Il Cuore di Eric Clapton #2

Dopo aver approfondito il periodo 1970-1985, Alessandro Vailati prosegue l’appassionante viaggio nella produzione di Clapton concentrandosi questa volta sulla parte centrale della sua carriera. È una fase cruciale per Eric, il cui songwriting si dimostra legato a doppio filo con la sua esistenza, tra cadute, rinascite, blues, colonne sonore e canzoni magistrali, alcune inserite nella setlist dei recenti concerti italiani.

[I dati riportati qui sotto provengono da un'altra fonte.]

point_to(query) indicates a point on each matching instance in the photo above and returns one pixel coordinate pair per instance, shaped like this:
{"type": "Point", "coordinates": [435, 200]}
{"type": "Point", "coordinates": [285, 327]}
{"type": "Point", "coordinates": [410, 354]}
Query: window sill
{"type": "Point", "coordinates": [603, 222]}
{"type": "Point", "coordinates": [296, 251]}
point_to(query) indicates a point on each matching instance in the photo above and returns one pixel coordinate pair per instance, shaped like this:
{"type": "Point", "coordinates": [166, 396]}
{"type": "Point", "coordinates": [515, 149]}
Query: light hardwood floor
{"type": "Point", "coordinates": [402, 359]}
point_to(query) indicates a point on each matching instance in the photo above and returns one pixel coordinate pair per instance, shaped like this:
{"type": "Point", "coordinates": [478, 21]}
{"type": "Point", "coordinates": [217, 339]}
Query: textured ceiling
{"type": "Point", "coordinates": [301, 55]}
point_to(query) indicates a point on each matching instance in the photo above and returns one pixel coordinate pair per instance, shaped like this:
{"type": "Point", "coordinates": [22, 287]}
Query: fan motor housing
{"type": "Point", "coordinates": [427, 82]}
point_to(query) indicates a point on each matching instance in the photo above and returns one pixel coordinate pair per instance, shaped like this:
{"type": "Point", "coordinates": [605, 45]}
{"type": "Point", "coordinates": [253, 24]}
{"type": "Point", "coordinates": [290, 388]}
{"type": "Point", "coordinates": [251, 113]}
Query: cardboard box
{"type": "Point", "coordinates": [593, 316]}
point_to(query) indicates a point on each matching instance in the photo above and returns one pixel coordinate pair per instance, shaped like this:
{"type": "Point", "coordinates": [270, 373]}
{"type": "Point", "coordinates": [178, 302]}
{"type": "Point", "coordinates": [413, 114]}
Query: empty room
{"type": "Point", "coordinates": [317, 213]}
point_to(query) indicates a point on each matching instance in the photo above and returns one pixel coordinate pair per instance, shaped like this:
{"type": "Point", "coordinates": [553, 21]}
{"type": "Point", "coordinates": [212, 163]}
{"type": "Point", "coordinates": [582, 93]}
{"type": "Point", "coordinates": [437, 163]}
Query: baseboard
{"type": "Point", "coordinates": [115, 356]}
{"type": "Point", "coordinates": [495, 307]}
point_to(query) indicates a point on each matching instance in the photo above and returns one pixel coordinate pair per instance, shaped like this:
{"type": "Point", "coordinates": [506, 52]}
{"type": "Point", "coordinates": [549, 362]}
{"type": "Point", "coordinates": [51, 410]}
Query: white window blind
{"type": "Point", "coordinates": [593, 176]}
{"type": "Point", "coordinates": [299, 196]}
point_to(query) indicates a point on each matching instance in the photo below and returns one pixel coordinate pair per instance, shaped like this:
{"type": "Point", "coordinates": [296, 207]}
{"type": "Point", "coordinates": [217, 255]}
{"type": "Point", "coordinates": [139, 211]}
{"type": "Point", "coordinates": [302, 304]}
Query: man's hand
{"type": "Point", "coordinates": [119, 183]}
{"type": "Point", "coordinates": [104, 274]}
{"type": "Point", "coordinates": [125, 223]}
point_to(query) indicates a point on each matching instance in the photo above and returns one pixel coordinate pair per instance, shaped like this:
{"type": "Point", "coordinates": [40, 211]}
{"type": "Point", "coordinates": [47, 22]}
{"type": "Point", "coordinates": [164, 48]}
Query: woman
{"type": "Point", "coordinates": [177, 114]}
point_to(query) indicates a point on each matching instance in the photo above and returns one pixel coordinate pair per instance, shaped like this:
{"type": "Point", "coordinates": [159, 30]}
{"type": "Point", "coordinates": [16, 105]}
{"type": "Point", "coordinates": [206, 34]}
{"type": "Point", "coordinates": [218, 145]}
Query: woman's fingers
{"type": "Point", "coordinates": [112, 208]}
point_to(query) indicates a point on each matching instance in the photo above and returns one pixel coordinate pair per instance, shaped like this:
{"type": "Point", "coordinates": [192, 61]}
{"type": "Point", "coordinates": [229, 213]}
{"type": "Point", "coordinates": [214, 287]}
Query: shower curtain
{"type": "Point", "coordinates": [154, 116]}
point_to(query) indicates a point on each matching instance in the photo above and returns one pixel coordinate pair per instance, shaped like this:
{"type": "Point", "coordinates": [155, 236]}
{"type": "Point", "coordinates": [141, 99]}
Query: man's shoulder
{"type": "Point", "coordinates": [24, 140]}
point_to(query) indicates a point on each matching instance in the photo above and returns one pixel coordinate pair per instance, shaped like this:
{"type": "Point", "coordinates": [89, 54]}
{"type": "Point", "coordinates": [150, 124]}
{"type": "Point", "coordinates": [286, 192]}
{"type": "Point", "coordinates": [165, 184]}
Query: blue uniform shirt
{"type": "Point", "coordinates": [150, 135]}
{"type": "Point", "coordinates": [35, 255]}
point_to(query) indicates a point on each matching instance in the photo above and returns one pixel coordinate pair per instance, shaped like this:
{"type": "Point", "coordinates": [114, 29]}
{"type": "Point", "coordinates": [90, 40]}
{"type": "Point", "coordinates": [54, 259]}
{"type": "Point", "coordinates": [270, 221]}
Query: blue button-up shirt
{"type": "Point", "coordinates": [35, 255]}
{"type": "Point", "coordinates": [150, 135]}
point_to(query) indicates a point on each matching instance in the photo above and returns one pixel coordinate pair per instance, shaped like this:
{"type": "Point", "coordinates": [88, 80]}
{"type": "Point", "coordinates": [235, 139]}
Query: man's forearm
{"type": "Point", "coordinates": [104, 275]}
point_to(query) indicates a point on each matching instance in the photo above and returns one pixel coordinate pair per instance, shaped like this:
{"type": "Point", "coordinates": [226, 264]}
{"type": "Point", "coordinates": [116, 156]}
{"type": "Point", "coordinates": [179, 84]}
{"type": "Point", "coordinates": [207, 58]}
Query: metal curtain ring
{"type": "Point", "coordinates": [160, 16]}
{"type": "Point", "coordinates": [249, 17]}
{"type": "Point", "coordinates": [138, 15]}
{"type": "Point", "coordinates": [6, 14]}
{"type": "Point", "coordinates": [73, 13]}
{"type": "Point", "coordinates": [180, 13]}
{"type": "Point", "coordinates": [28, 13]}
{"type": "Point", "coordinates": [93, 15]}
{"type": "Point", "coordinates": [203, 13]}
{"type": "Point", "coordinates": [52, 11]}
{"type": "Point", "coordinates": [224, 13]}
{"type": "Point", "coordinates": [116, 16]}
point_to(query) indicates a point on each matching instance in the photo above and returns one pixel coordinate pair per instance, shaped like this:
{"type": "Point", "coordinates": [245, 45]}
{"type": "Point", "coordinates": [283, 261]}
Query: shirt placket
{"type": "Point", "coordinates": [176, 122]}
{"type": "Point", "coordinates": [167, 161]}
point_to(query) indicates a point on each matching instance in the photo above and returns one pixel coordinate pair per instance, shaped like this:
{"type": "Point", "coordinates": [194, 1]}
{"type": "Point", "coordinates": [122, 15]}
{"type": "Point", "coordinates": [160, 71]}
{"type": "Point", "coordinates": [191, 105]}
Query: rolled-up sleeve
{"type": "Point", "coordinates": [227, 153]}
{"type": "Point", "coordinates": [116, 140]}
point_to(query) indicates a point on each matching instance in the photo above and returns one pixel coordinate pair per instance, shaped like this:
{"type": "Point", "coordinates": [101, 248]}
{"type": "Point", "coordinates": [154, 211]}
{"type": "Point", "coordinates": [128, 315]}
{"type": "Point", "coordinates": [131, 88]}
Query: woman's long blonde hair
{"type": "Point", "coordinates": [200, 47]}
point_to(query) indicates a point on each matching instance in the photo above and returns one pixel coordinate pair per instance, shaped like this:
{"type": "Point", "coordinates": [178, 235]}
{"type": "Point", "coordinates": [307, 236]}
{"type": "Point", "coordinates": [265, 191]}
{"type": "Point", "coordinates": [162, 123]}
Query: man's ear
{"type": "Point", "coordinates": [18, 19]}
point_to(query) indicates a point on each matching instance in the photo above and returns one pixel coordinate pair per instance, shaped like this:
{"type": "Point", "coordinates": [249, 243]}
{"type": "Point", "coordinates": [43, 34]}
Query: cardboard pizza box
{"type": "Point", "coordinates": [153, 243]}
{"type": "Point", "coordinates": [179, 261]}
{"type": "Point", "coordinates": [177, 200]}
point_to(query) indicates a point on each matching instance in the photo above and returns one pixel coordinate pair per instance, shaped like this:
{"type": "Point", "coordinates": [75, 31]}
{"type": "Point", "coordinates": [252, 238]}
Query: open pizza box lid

Il cuore di Eric Clapton (1986-1999)

La Musica come rifugio

Eric non permette mai al cervello di mettersi in mezzo tra il suo cuore e le sue dita”. <<<Glyn Johns, produttore di diversi album di Clapton negli anni Settanta e del recente I Still Do, 2016>>>

Da quando sono tornato sobrio, mai una volta ho pensato seriamente di bere o drogarmi. Non ho problemi con la religione, e sono sempre stato curioso e interessato ai temi spirituali, ma la mia ricerca mi ha allontanato dalla chiesa e dal culto in comunità, per spingermi a un viaggio interiore. Prima di iniziare la guarigione, avevo trovato il mio Dio nella musica e nelle arti, con autori come Hermann Hesse, e musicisti come Muddy Waters, Howlin’ Wolf e Little Walter. In un certo senso, in una qualche forma, il mio Dio era sempre là, ma adesso ho imparato a parlargli.” <<<Tratto dall’autobiografia, 2007>>>

Grattando la superficie, sembra tutto uguale; un mondo pieno di rabbia senza nessuno da incolpare. Ma a chi posso rivolgermi? Chi ha la chiave? E chi ha la risposta? Credo che sia dentro di me.” <<<Da Inside of Me, traccia 14 di Pilgrim, 1998>>>

Ci siamo lasciati, nell’articolo precedente, all’epoca della pubblicazione di Behind the Sun, album carico di tormenti reconditi in cui Clapton prova a guardare dentro di sé per cercare le risposte a tutte le sue insoddisfazioni. Sarà un percorso lungo e a tratti tragico, però la sua straordinaria forza interiore, che nemmeno lui in verità conosceva, lo porterà al riscatto e alla redenzione. La musica rimane sempre al centro del suo cuore, l’insegnamento dei maestri del blues e l’urgente bisogno di trovare un perché alla sua vita produrranno altri quindici anni di canzoni meravigliose di cui ci occuperemo, cercando di valorizzare quelle autografe e un po’ meno conosciute, ma altrettanto pregne e dense di significato.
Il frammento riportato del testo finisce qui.